Foretaste of the Sermon to Come
A little nibble of the Revised Common Lectionary
Sunday’s readings are, Exodus 17:1–7; Romans 5:6–11; John 4:5–30; 39-42

A pastor could go 30 different directions in deciding how to preach on the story of the Samaritan Woman at the Well. It’s a story of grace, love, bravery, transformation of shame to belonging, the empowerment of women in a world where women held no power, the power of Jesus’ Word, water that gives eternal life…and more.
I am interested in the Samaritan woman’s religious background. The Samaritans were the remnants of the conquered “northern kingdom of Israel” and had the Pentateuch, the first 5 books of the Hebrew Bible. This is often called “The Law” for short, because 4 of the books contain the story of Moses, the people entering the Promised Land, and the Law that God gave them to form them and keep them as a people and as a way of returning to holiness after sin. Readers might assume that because she has had 5 husbands and is living with a man outside of marriage, she would not be religious. But verses of this short story in John clue us into her knowledge of her religious history. In verse 12 she refers to the well as Jacob’s, the grandson of Abraham, and in 19 and 20 she speaks to her perception that Jesus is a prophet and to her understanding of the differences between Samaritan and Jewish worship. So she is versed in her scriptures, and in her peoples’ history, and feels the heavy weight of The Law as a woman living outside of polite society’s standards.
However, even in her scriptures, The Law, we find Gospel that points toward the living water that Jesus is offering the Samaritan woman. I have to think that she knew her scriptures and knew these Gospel stories, like God’s covenant with Jacob’s grandfather Abraham that all people would be blessed through him. Jacob met Rachel at this well in Samaria, and via their complicated relationship, he met her sister Leah, through whom the lineage leading up to Jesus was continued and this blessing fulfilled. When Israel was wandering in the wilderness, God told Moses to hit a rock with his staff, and when he did, the dehydrated and grumbling Israelites received a miraculous gusher of drinking water. In 1 Cor 10:4, Paul links Christ to this rock. An interesting side note about Jacob’s well; it is considered “living water” because it is filled both by underground sources and through percolated surface water…it is more than just a cistern…it has ingress and egress…”living water.” In John 7 Jesus will go on to call the thirsty to him, and the Holy Spirit will send rivers of living water from their hearts to others who thirst.
The Book of Revelation puts the icing on the cake of references to Living Water in both the Old and New Testaments. Jesus promises in John’s Gospel that from him will flow streams of living water that will quench thirst eternally. The visions that John wrote down in Revelation have beautiful images of “…the river of the water of life, bright as crystal, flowing from the throne of God and of the Lamb through the middle of the street of the city…(Rev 22:1-2).
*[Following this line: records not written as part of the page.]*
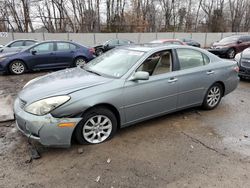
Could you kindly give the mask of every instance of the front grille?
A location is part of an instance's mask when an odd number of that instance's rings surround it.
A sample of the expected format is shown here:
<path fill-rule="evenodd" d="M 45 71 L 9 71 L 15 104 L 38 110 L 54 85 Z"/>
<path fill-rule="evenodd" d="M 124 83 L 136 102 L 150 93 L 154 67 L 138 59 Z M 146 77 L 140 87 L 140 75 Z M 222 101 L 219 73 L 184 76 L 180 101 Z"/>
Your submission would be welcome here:
<path fill-rule="evenodd" d="M 242 60 L 241 61 L 241 66 L 250 68 L 250 60 Z"/>
<path fill-rule="evenodd" d="M 19 99 L 19 105 L 20 105 L 20 108 L 24 108 L 24 106 L 26 105 L 26 101 L 22 100 L 22 99 Z"/>

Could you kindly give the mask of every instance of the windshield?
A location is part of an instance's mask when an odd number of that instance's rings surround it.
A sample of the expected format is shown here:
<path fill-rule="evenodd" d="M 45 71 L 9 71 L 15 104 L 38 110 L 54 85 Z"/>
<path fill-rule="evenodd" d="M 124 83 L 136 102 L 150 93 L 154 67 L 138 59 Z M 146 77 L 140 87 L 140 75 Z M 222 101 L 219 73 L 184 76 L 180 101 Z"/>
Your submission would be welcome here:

John saw thirsty multitudes from every tribe and nation led to Lamb in the midst of the throne to drink from spring of the water of life without payment. (Rev 7:17) And in his vision of the New Jerusalem,“To the thirsty I will give from the spring of the water of life without payment.” (Rev 21:6)
The woman at the well understood what this water is, or “who” the water is and she ran off to her village to share the Gospel with her neighbors, sending rivers of living water gushing from her heart to others who thirst. Thanks be to God!